愛知13区(安城市・刈谷市・碧南市、知立市、高浜市)
衆議院議員 おおにし健介

「君舟也、入水也」

2012年04月24日 | 政治
 「貞観政要」という中国の古典に「君は舟なり、人は水なり。水はよく舟を載せ、またよく舟を覆す。」とあります。ポピュリズムはいけません。しかし、民意に背けば、船はひっくりかえってしまいます。「野田」丸は、ただでさえ嵐の中の航海なのに、大丈夫かと心配しています。最近、私が気になったことをいくつか挙げます。
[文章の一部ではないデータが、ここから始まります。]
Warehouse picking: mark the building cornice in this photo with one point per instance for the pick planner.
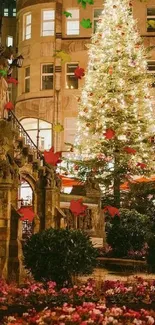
(26, 3)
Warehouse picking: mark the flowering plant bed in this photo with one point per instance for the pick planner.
(108, 302)
(87, 313)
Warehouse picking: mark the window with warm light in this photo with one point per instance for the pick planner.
(27, 19)
(14, 12)
(47, 76)
(151, 69)
(48, 22)
(70, 127)
(73, 22)
(6, 12)
(27, 79)
(9, 41)
(151, 19)
(40, 132)
(71, 80)
(97, 14)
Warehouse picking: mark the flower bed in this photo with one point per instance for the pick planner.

 まず、第一は、前田国土交通相と田中防衛相の問責決議可決について。野党の問責決議を盾にした審議拒否は、天に唾を吐く行為であり、論外です。しかし、我々も野党の時にはやってきました。お互いに与党と野党をそれぞれ経験し、一回ずつ頬をはりあったのだから、もうこんなバカげたことを止めにしようと紳士協定を申し入れすべきです。一方で、与党の責任がないかと言えば、私は、我々与党も猛省しなければならないと思っています。私も予算委員として田中防衛相の答弁を直接聞いてきましたが、見ていられないというのが正直な感想です。百歩譲って専門知識がない大臣はこれまでもいましたが、あの焦点の定まらない目線やしどろもどろの様子を見た国民が「国の安全をこの人に任せていて大丈夫か」と思うのは当然です。なぜ、こんなことになってしまったのか、それは防衛相の人事が一川防衛相の辞任による参院枠の補充として行われたからです。我々は、野党時代、「派閥均衡人事や当選回数で閣僚ポストを回すのはおかしい」と適材適所を求めてきました。なのに、政権交代しても自民党政権と同じことをやってしまっているのです。これでは、国民がそっぽを向くのは当たり前です。
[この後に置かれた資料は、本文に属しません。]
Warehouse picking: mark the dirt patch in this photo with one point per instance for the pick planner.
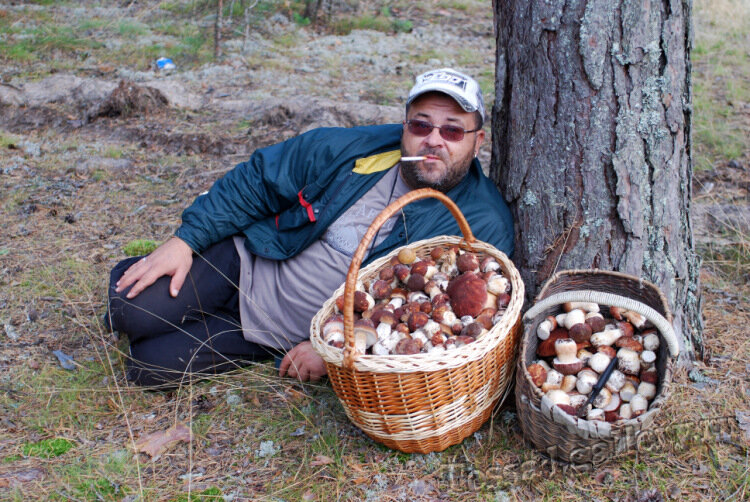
(129, 99)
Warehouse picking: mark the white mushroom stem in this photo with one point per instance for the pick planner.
(616, 381)
(647, 390)
(568, 383)
(638, 405)
(587, 378)
(625, 411)
(628, 361)
(554, 381)
(558, 396)
(614, 402)
(574, 317)
(497, 284)
(635, 318)
(585, 306)
(595, 414)
(431, 327)
(627, 391)
(648, 358)
(606, 337)
(396, 302)
(603, 398)
(577, 400)
(546, 327)
(334, 337)
(651, 342)
(599, 362)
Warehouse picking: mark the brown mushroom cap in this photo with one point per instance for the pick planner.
(468, 294)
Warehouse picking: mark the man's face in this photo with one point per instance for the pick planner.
(447, 162)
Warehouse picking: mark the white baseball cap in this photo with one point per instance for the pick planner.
(464, 89)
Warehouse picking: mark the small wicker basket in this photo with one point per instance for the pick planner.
(424, 402)
(561, 436)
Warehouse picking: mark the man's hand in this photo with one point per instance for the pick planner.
(303, 363)
(173, 258)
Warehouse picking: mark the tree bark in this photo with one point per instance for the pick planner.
(591, 143)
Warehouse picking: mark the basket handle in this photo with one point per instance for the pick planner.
(613, 300)
(359, 254)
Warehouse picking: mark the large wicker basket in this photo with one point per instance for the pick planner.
(425, 402)
(561, 436)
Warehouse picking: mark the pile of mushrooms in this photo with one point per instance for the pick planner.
(576, 347)
(424, 304)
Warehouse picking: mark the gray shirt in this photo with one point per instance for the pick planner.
(278, 299)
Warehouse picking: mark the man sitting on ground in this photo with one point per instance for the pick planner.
(268, 244)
 第二は、原発への対応です。馬淵代議士は、原子力発電所再稼働をめぐる新たな安全判断基準について「目の前に再稼働が迫り、2日間で泥縄式に作った。無責任極まりない行動で、国民に理解いただくのは困難ではないか」と述べました。これは一般の国民の感覚に極めて近いと思います。私は、時間をかけて原発依存率を下げてゼロに近づけていくべきという立場ですが、そのためにも当面は「つなぎ」としての再稼働は必要と考えています。しかし、こんないい加減な形で再稼働をすれば、「つなぎ」として安全な原発を再稼働することさえできなくなってしまいます。新たな原子力規制組織もできていません。また、国会事故調の結果も出ていない中では、事故原因を究明し、それに対する対策を立て、新たな安全基準を作ることも不可能です。野田総理も長期的に「脱原発依存」社会を目指すと言ってきました。段階的に原発依存率を下げてゼロに近づけていく工程表を早く国民に示すとともに、「泥縄式」の安全基準で再稼働を急ぐことは避けるべきです。
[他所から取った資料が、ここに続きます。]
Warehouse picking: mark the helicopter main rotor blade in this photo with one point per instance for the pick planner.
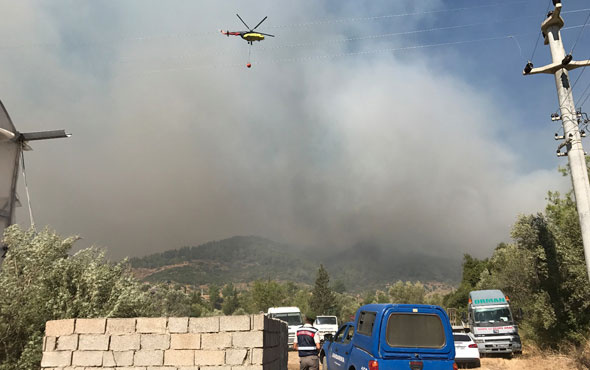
(243, 21)
(263, 19)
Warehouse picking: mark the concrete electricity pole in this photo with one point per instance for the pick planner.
(572, 138)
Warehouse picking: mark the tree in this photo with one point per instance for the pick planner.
(230, 299)
(322, 298)
(407, 292)
(266, 294)
(472, 270)
(39, 281)
(215, 299)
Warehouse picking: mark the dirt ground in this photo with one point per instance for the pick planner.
(523, 362)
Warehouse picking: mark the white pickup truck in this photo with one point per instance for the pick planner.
(291, 315)
(326, 325)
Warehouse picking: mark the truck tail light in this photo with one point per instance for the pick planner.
(416, 365)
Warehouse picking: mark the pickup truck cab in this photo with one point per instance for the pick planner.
(391, 337)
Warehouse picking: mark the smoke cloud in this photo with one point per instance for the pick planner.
(177, 143)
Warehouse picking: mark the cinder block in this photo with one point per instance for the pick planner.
(247, 367)
(215, 340)
(209, 358)
(203, 324)
(258, 322)
(147, 358)
(120, 326)
(236, 356)
(56, 328)
(256, 356)
(111, 358)
(91, 342)
(185, 341)
(67, 343)
(182, 357)
(234, 323)
(90, 326)
(124, 342)
(49, 343)
(178, 324)
(247, 339)
(155, 341)
(61, 358)
(215, 368)
(87, 358)
(151, 325)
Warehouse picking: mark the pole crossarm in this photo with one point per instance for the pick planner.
(553, 19)
(554, 67)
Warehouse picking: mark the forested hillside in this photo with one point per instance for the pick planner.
(245, 259)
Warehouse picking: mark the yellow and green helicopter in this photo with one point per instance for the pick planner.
(250, 36)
 第三は、政治改革、行政改革への対応です。ほとんどの国民は、消費増税率の引き上げは、いつかはやらなければならないことだと理解してくれていると思います。しかし、増税の前にやるべきことをしっかりやれと言っているのです。「八ッ場ダムに代表される大型工事をなぜ、止められないのか」、「議員自ら身を削る姿勢が見えない」というのが大勢の声です。特に、議員定数の削減は「どうせ口先だけで、やるつもりなんかないでしょ」と見られています。私は、個人的には、比例定数80削減の法案を国会に提出して、会期末までの間に与党が多数を握っている衆議院で可決してしまえばよいと考えています。参議院は、「ねじれ」状態なので、参議院では法律案は通りません。しかし、私たち衆議院の議員定数を減らそうという法案に、なぜ、参議院が反対できるのでしょうか。もし、反対をすれば、それこそ、国民は「参議院なんて要らない」と言うのではないでしょうか。

 消費税もTPPもがれきの広域処理も国民が諸手を挙げて賛同してくれることのない難しい問題です。私は、これからは、国民が嫌がることに国民の理解を求める役割が政治家には増えてくると思っています。だからこそ、ひとつひとつの政治課題に対して、丁寧な対応を心がけなければ、思わぬところで足をすくわれることになりかねないと思います。